March 17, 2016
The Kingaroy Local Ambulance Committee (LAC) and the Queensland Ambulance Service hosted the Kingaroy Chamber of Commerce’s March meet’n’greet.
Guests gathered at the Kingaroy Ambulance Station to enjoy drinks and nibbles and inspect the two-year-old station.
KCCI vice-president Josh Gadischke welcomed the many South Burnett council candidates present at the event.
“I would like to express the KCCI’s appreciation to the current Council, especially Mayor Wayne Kratzmann, and South Burnett Directions for their support for the Chamber, economic development and business in general,” Josh said.
“I hope we will have similar support from the next Council coming through.”
Josh also noted that it was South Burnett Mayor Wayne Kratzmann’s farewell update to the KCCI.
Mayor Kratzmann said he was looking forward to just being a KCCI member, and listening to other people speak.
However, he warned the mayoral candidates present – Keith Campbell, Michael Brown, Damien Tessmann and Sheena Lindholm – that between 6:30pm and 7:30pm on Saturday night (when the poll results will probably be known) would be “the worst hour of your life”.
Mayor Kratzmann said “things were starting to move again” in the South Burnett, on the back of a good rural season.
And he was optimistic about the future: “Kingaroy’s too good of a town for us not to progress.”

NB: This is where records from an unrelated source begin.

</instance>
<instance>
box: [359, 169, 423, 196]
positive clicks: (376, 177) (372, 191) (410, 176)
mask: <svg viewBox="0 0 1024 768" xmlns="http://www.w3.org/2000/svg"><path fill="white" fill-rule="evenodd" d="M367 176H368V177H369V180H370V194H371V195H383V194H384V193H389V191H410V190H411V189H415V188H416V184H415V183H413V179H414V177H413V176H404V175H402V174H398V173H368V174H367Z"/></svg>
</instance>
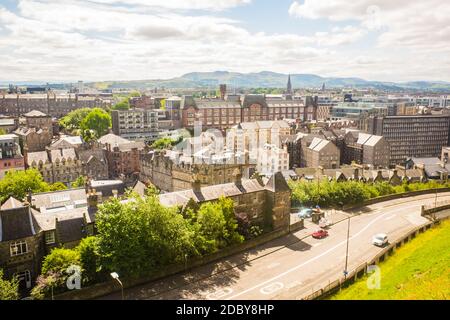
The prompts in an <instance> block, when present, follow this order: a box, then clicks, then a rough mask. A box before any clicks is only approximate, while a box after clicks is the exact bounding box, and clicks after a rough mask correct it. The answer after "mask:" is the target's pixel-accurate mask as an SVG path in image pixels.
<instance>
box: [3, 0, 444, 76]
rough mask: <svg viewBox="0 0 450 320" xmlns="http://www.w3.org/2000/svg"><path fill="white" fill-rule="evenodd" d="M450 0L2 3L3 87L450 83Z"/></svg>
mask: <svg viewBox="0 0 450 320" xmlns="http://www.w3.org/2000/svg"><path fill="white" fill-rule="evenodd" d="M449 16H450V1H448V0H427V1H424V0H395V1H392V0H351V1H349V0H297V1H294V0H0V81H49V82H53V81H78V80H84V81H103V80H143V79H169V78H173V77H178V76H181V75H183V74H185V73H189V72H211V71H217V70H221V71H233V72H242V73H248V72H260V71H274V72H282V73H292V74H297V73H302V74H317V75H321V76H327V77H359V78H364V79H366V80H378V81H395V82H403V81H414V80H430V81H450V23H449Z"/></svg>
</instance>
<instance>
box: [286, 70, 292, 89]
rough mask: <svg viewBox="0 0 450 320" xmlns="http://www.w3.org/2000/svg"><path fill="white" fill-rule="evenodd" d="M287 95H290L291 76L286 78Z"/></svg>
mask: <svg viewBox="0 0 450 320" xmlns="http://www.w3.org/2000/svg"><path fill="white" fill-rule="evenodd" d="M286 93H287V94H292V82H291V75H290V74H289V78H288V85H287V91H286Z"/></svg>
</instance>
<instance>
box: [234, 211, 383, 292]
mask: <svg viewBox="0 0 450 320" xmlns="http://www.w3.org/2000/svg"><path fill="white" fill-rule="evenodd" d="M390 214H391V213H385V214H383V215H381V216H379V217H378V218H375V219H374V220H373V221H372V222H370V223H369V224H367V225H366V226H365V227H364V228H363V229H362V230H361V231H359V232H358V233H357V234H355V235H353V236H351V237H350V240H352V239H354V238H356V237H359V236H360V235H361V234H362V233H363V232H365V231H366V230H368V229H369V228H370V227H371V226H372V225H373V224H375V223H376V222H377V221H378V220H381V219H383V218H384V217H386V216H388V215H390ZM346 243H347V240H344V241H342V242H340V243H338V244H337V245H335V246H334V247H332V248H330V249H328V250H327V251H325V252H323V253H322V254H320V255H318V256H315V257H314V258H312V259H310V260H307V261H305V262H303V263H301V264H299V265H297V266H295V267H293V268H291V269H289V270H286V271H285V272H283V273H280V274H279V275H277V276H275V277H273V278H271V279H269V280H266V281H264V282H262V283H260V284H258V285H256V286H253V287H251V288H248V289H246V290H244V291H241V292H239V293H237V294H235V295H233V296H231V297H228V298H227V299H226V300H231V299H234V298H236V297H239V296H241V295H243V294H245V293H247V292H250V291H253V290H255V289H257V288H259V287H261V286H263V285H265V284H267V283H271V282H272V281H275V280H278V279H280V278H282V277H284V276H285V275H288V274H289V273H291V272H294V271H296V270H298V269H300V268H301V267H303V266H305V265H307V264H309V263H311V262H313V261H316V260H318V259H320V258H322V257H323V256H325V255H327V254H328V253H330V252H333V251H334V250H335V249H336V248H338V247H340V246H342V245H344V244H346Z"/></svg>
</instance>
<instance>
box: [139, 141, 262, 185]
mask: <svg viewBox="0 0 450 320" xmlns="http://www.w3.org/2000/svg"><path fill="white" fill-rule="evenodd" d="M203 150H205V149H203ZM140 162H141V169H140V180H141V181H143V182H144V183H146V184H153V185H154V186H156V187H157V188H158V189H160V190H162V191H164V192H172V191H180V190H186V189H189V188H190V187H191V183H192V177H193V176H194V175H196V176H197V178H198V181H199V183H200V184H201V186H202V187H207V186H211V185H217V184H223V183H230V182H232V181H233V172H234V171H235V170H236V169H239V170H240V171H241V172H242V173H243V175H244V177H246V178H249V177H250V176H251V175H252V173H253V172H254V171H255V165H251V164H249V163H248V159H247V161H246V160H245V159H244V160H243V161H240V159H238V158H237V157H236V155H235V154H233V153H227V154H222V155H213V156H210V157H209V158H208V159H205V157H202V159H200V158H198V157H196V156H195V155H189V154H184V153H183V152H180V151H176V150H165V151H150V152H148V153H146V154H143V155H142V156H141V161H140Z"/></svg>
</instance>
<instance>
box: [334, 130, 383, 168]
mask: <svg viewBox="0 0 450 320" xmlns="http://www.w3.org/2000/svg"><path fill="white" fill-rule="evenodd" d="M344 141H345V143H344V147H343V153H342V159H341V162H342V163H344V164H351V163H352V162H354V163H356V164H365V165H371V166H372V167H374V168H387V167H389V161H390V148H389V143H388V142H387V141H386V139H385V138H384V137H382V136H375V135H371V134H366V133H362V132H359V131H348V132H347V134H346V135H345V140H344Z"/></svg>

But he had a warning for the outspoken critics who have been hammering Council recently, and some advice for the Chamber.
“If you belt Council, you’re actually belting your community,” Mayor Kratzmann said.
“And the KCCI needs to step up more as an organisation to work with Council.”
* * *
LAC president John Box explained how the role of the organisation had changed over the past 10 years … from mainly a fund-raising group to one that now had more of a PR role, linking the QAS to the community.
However, the LAC had also donated many training aids to the Kingaroy Station over the past couple of years.
A current project is to raise awareness about CPR.
Station officer-in-charge Travis Cramb said Kingaroy Ambulance Station had handled 4755 Code 1-4 jobs last year, an average of about 12 a day.
A special guest at the meet’n’greet was QAS Assistant Commissioner (Darling Downs) Rod Sheather who presented four long-serving LAC committee members with Certificates of Appreciation.
The KCCI guests were then treated to a tour of the station.